Python機器學習筆記(七之二):使用Scikit-Learn進行分類演算法比較
7 min readApr 23, 2019
線性機器學習演算法
1. Logistic 迴歸
# Logistic Regression Classification
import pandas
from sklearn import model_selection
from sklearn.linear_model import LogisticRegression
url = "https://raw.githubusercontent.com/jbrownlee/Datasets/master/pima-indians-diabetes.data.csv"
names = ['preg', 'plas', 'pres', 'skin', 'test', 'mass', 'pedi', 'age', 'class']
dataframe = pandas.read_csv(url, names=names)
array = dataframe.values
X = array[:,0:8]
Y = array[:,8]
seed = 7
kfold = model_selection.KFold(n_splits=10, random_state=seed)
model = LogisticRegression()
results = model_selection.cross_val_score(model, X, Y, cv=kfold)
print(results.mean())
2.LDA線性判別分析
# LDA Classification
import pandas
from sklearn import model_selection
from sklearn.discriminant_analysis import LinearDiscriminantAnalysis
url = "https://raw.githubusercontent.com/jbrownlee/Datasets/master/pima-indians-diabetes.data.csv"
names = ['preg', 'plas', 'pres', 'skin', 'test', 'mass', 'pedi', 'age', 'class']
dataframe = pandas.read_csv(url, names=names)
array = dataframe.values
X = array[:,0:8]
Y = array[:,8]
seed = 7
kfold = model_selection.KFold(n_splits=10, random_state=seed)
model = LinearDiscriminantAnalysis()
results = model_selection.cross_val_score(model, X, Y, cv=kfold)
print(results.mean())
非線性機器學習演算法
1. K-Nearest Neighbors
# KNN Classification
import pandas
from sklearn import model_selection
from sklearn.neighbors import KNeighborsClassifier
url = "https://raw.githubusercontent.com/jbrownlee/Datasets/master/pima-indians-diabetes.data.csv"
names = ['preg', 'plas', 'pres', 'skin', 'test', 'mass', 'pedi', 'age', 'class']
dataframe = pandas.read_csv(url, names=names)
array = dataframe.values
X = array[:,0:8]
Y = array[:,8]
random_state = 7
kfold = model_selection.KFold(n_splits=10, random_state=seed)
model = KNeighborsClassifier()
results = model_selection.cross_val_score(model, X, Y, cv=kfold)
print(results.mean())
2.Naive Bayes
# Gaussian Naive Bayes Classification
import pandas
from sklearn import model_selection
from sklearn.naive_bayes import GaussianNB
url = "https://raw.githubusercontent.com/jbrownlee/Datasets/master/pima-indians-diabetes.data.csv"

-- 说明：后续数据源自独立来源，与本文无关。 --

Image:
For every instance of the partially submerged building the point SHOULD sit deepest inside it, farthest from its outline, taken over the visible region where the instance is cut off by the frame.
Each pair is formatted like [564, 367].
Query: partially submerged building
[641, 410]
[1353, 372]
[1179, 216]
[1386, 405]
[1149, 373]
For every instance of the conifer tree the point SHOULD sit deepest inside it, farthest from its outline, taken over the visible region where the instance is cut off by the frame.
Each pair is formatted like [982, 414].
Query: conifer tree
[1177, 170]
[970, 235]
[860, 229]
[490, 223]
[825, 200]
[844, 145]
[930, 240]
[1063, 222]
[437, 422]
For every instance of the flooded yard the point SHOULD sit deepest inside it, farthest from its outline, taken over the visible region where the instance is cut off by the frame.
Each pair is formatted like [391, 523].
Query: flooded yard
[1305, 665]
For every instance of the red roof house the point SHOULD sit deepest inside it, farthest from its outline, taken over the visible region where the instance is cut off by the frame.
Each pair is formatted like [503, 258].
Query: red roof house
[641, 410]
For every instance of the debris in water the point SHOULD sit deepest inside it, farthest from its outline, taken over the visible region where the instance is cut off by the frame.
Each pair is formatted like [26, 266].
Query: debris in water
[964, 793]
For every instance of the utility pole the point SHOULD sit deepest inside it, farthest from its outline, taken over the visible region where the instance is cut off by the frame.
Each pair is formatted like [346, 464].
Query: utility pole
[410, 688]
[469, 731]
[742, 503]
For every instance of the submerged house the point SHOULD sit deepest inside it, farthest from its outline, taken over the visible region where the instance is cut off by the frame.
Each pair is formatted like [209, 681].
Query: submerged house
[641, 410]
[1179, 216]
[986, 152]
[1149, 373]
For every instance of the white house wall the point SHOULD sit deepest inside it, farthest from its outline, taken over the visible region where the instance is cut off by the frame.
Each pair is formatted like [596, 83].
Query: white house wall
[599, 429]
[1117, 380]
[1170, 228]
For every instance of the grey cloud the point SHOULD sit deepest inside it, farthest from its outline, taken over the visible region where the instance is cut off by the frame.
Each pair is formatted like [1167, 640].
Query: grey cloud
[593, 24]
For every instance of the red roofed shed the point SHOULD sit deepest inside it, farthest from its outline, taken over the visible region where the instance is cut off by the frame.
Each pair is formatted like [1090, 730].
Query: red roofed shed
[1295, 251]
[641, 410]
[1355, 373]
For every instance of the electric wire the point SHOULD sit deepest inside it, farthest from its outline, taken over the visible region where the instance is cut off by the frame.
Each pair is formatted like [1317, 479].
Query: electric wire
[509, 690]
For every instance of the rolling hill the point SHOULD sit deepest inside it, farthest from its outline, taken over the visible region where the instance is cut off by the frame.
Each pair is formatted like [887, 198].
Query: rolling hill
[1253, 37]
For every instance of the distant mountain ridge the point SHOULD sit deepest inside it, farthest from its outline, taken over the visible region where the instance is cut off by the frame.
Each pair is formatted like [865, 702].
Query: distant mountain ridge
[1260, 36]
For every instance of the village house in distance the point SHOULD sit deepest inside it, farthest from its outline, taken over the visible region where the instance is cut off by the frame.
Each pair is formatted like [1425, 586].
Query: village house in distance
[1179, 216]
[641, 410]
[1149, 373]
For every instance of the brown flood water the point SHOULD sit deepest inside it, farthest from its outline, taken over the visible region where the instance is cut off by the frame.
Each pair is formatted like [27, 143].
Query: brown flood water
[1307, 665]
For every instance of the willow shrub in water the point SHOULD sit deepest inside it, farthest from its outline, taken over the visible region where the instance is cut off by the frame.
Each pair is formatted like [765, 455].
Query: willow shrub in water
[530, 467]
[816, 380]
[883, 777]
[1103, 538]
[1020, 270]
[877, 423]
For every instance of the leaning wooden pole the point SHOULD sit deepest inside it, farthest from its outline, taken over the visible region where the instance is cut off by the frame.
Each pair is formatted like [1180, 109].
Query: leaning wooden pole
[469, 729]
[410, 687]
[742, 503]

names = ['preg', 'plas', 'pres', 'skin', 'test', 'mass', 'pedi', 'age', 'class']
dataframe = pandas.read_csv(url, names=names)
array = dataframe.values
X = array[:,0:8]
Y = array[:,8]
seed = 7
kfold = model_selection.KFold(n_splits=10, random_state=seed)
model = GaussianNB()
results = model_selection.cross_val_score(model, X, Y, cv=kfold)
print(results.mean())
3.決策樹
# CART Classification
import pandas
from sklearn import model_selection
from sklearn.tree import DecisionTreeClassifier
url = "https://raw.githubusercontent.com/jbrownlee/Datasets/master/pima-indians-diabetes.data.csv"

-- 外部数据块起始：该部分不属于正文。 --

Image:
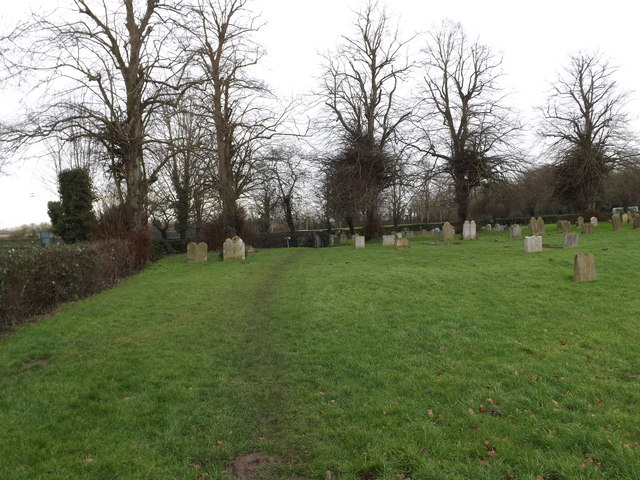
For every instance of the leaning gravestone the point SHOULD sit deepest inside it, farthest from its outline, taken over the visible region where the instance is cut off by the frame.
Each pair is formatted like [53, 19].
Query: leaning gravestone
[233, 249]
[196, 252]
[584, 268]
[616, 221]
[448, 232]
[570, 240]
[533, 244]
[402, 243]
[564, 226]
[388, 240]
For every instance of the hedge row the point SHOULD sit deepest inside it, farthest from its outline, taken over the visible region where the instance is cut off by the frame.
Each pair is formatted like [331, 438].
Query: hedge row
[35, 279]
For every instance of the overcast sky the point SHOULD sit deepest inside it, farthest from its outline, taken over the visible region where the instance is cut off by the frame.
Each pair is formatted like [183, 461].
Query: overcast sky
[534, 39]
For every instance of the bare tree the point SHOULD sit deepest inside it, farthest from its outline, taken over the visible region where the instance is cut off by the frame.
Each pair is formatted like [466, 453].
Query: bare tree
[103, 69]
[242, 119]
[360, 90]
[466, 126]
[585, 121]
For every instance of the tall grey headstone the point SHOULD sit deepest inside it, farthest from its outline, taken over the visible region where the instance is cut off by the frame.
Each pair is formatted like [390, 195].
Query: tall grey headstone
[616, 221]
[448, 232]
[233, 249]
[533, 244]
[570, 240]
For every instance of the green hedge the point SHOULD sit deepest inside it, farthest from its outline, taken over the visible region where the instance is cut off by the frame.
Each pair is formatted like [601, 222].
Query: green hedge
[33, 280]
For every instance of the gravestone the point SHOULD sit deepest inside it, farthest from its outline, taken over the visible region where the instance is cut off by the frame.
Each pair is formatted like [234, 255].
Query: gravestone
[388, 240]
[570, 240]
[448, 232]
[196, 252]
[616, 221]
[233, 249]
[564, 226]
[533, 244]
[402, 243]
[584, 267]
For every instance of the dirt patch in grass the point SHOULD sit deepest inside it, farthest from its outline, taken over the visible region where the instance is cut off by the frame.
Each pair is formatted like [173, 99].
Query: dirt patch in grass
[248, 466]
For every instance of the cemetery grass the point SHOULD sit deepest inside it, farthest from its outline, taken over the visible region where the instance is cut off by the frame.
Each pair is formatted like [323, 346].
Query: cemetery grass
[466, 361]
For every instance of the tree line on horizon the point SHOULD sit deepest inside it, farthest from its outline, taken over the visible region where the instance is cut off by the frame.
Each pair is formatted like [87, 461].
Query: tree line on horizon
[160, 105]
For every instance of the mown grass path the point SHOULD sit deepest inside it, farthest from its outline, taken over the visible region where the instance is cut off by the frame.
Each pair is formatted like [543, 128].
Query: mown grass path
[462, 361]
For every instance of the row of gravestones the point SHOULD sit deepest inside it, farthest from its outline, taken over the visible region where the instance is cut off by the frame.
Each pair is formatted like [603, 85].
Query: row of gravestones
[232, 249]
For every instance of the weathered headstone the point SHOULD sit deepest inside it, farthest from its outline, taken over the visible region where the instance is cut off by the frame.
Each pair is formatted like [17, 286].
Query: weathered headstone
[402, 243]
[533, 244]
[196, 252]
[587, 228]
[388, 240]
[233, 249]
[584, 267]
[564, 226]
[448, 232]
[570, 240]
[616, 221]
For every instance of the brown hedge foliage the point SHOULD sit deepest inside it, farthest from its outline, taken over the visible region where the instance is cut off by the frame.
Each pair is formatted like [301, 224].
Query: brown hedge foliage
[35, 279]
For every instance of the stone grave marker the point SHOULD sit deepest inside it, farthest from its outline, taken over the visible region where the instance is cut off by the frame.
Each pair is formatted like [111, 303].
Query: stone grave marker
[570, 240]
[533, 244]
[448, 232]
[402, 243]
[616, 221]
[197, 252]
[233, 249]
[388, 240]
[584, 267]
[564, 226]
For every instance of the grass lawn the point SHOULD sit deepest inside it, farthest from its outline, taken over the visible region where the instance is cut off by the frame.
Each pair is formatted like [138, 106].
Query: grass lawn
[467, 361]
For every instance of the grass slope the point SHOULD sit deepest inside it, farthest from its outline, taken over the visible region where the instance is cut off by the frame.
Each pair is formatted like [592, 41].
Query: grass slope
[438, 362]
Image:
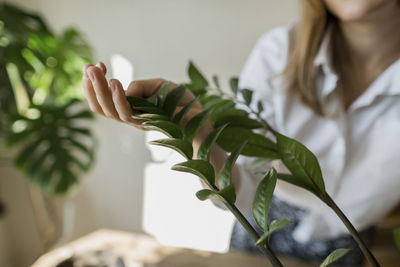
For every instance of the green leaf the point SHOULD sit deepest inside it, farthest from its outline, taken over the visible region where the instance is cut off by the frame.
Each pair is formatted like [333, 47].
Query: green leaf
[301, 162]
[257, 163]
[150, 116]
[396, 235]
[234, 83]
[194, 125]
[162, 94]
[220, 105]
[225, 173]
[260, 106]
[228, 194]
[168, 128]
[257, 145]
[205, 147]
[334, 256]
[205, 194]
[197, 79]
[84, 114]
[275, 225]
[238, 121]
[139, 103]
[181, 114]
[208, 101]
[216, 81]
[201, 168]
[262, 199]
[297, 182]
[247, 96]
[181, 146]
[173, 98]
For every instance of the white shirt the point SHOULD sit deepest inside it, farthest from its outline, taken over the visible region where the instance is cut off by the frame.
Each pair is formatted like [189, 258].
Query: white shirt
[358, 149]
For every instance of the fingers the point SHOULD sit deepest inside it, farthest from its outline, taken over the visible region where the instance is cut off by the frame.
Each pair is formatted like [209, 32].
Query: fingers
[89, 92]
[145, 88]
[121, 105]
[102, 67]
[102, 91]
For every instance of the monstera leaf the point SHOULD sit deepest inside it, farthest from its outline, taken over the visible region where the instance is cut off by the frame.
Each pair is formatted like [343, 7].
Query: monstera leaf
[53, 149]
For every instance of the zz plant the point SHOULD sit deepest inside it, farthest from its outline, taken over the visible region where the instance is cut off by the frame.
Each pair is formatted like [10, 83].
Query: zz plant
[234, 131]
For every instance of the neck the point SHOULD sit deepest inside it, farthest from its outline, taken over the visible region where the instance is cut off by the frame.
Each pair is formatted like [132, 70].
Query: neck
[374, 41]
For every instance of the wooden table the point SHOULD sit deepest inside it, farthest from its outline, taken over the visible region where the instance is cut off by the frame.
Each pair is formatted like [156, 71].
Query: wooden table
[138, 250]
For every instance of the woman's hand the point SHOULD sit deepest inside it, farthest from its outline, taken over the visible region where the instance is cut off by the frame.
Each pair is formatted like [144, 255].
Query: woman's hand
[109, 99]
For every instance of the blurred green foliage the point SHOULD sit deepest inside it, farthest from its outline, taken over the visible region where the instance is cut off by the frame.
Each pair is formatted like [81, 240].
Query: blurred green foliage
[40, 92]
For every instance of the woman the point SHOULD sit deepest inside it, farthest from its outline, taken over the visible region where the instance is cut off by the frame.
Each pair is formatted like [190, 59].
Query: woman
[332, 82]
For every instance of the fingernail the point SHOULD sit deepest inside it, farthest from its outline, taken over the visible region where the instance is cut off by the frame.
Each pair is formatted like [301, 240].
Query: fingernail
[113, 86]
[92, 76]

names = ['preg', 'plas', 'pres', 'skin', 'test', 'mass', 'pedi', 'age', 'class']
dataframe = pandas.read_csv(url, names=names)
array = dataframe.values
X = array[:,0:8]
Y = array[:,8]
seed = 7
kfold = model_selection.KFold(n_splits=10, random_state=seed)

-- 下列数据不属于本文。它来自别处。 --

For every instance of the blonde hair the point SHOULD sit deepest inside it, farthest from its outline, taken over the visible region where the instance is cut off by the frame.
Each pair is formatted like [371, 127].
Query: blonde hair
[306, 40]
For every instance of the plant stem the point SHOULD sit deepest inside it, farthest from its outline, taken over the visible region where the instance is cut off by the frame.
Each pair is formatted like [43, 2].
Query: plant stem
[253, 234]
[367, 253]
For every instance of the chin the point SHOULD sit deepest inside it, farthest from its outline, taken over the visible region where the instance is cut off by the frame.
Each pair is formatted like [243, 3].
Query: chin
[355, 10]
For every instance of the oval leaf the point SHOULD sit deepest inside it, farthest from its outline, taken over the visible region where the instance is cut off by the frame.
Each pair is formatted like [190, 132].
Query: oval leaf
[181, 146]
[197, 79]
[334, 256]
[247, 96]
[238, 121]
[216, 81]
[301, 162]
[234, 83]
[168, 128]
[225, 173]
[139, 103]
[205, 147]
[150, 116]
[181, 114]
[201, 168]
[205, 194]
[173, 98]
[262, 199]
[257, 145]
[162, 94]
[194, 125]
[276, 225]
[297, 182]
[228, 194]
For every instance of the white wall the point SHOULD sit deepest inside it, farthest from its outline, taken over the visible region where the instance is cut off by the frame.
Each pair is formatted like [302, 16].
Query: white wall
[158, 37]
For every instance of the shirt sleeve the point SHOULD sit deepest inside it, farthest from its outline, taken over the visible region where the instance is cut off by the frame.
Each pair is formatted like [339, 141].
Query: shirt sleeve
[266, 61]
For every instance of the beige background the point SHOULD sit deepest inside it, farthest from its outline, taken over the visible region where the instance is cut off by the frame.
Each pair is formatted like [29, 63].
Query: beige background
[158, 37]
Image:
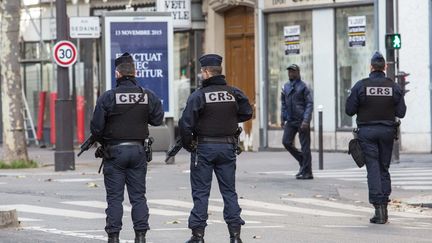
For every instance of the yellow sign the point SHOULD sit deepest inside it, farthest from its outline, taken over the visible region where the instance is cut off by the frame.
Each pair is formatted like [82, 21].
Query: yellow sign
[272, 4]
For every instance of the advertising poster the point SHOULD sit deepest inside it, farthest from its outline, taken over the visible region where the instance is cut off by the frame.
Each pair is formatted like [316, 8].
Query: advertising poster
[149, 39]
[357, 31]
[292, 39]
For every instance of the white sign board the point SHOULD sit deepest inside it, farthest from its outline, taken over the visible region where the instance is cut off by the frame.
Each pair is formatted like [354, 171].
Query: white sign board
[84, 27]
[180, 9]
[65, 53]
[356, 31]
[292, 39]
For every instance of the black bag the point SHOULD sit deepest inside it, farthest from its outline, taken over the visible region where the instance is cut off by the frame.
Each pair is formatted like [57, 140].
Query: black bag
[355, 150]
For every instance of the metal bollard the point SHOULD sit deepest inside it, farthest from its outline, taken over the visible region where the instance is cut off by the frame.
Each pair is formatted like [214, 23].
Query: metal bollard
[320, 139]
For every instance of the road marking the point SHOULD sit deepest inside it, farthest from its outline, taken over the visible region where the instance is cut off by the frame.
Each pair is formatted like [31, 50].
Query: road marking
[28, 219]
[77, 180]
[262, 226]
[323, 203]
[100, 204]
[177, 203]
[72, 234]
[56, 211]
[286, 208]
[424, 178]
[411, 183]
[345, 226]
[416, 187]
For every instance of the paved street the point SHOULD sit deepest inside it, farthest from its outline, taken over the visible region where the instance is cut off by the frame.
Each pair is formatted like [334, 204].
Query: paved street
[69, 206]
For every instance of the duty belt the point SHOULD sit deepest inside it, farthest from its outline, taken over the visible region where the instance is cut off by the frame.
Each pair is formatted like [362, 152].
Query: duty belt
[202, 139]
[116, 143]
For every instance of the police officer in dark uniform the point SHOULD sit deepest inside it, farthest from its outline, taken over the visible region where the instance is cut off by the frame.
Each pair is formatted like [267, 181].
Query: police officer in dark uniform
[296, 115]
[207, 126]
[377, 100]
[120, 124]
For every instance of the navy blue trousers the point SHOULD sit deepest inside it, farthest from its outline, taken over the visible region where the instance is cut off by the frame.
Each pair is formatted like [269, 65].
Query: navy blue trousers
[127, 165]
[304, 157]
[221, 159]
[377, 145]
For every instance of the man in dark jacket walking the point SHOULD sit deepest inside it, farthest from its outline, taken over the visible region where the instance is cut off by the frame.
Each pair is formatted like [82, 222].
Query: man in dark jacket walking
[296, 114]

model = DecisionTreeClassifier()
results = model_selection.cross_val_score(model, X, Y, cv=kfold)
print(results.mean())
4.支持向量機(SVM)
# SVM Classification
import pandas
from sklearn import model_selection
from sklearn.svm import SVC
url = "https://raw.githubusercontent.com/jbrownlee/Datasets/master/pima-indians-diabetes.data.csv"
names = ['preg', 'plas', 'pres', 'skin', 'test', 'mass', 'pedi', 'age', 'class']
dataframe = pandas.read_csv(url, names=names)
array = dataframe.values
X = array[:,0:8]
Y = array[:,8]
seed = 7
kfold = model_selection.KFold(n_splits=10, random_state=seed)
model = SVC()
results = model_selection.cross_val_score(model, X, Y, cv=kfold)
print(results.mean())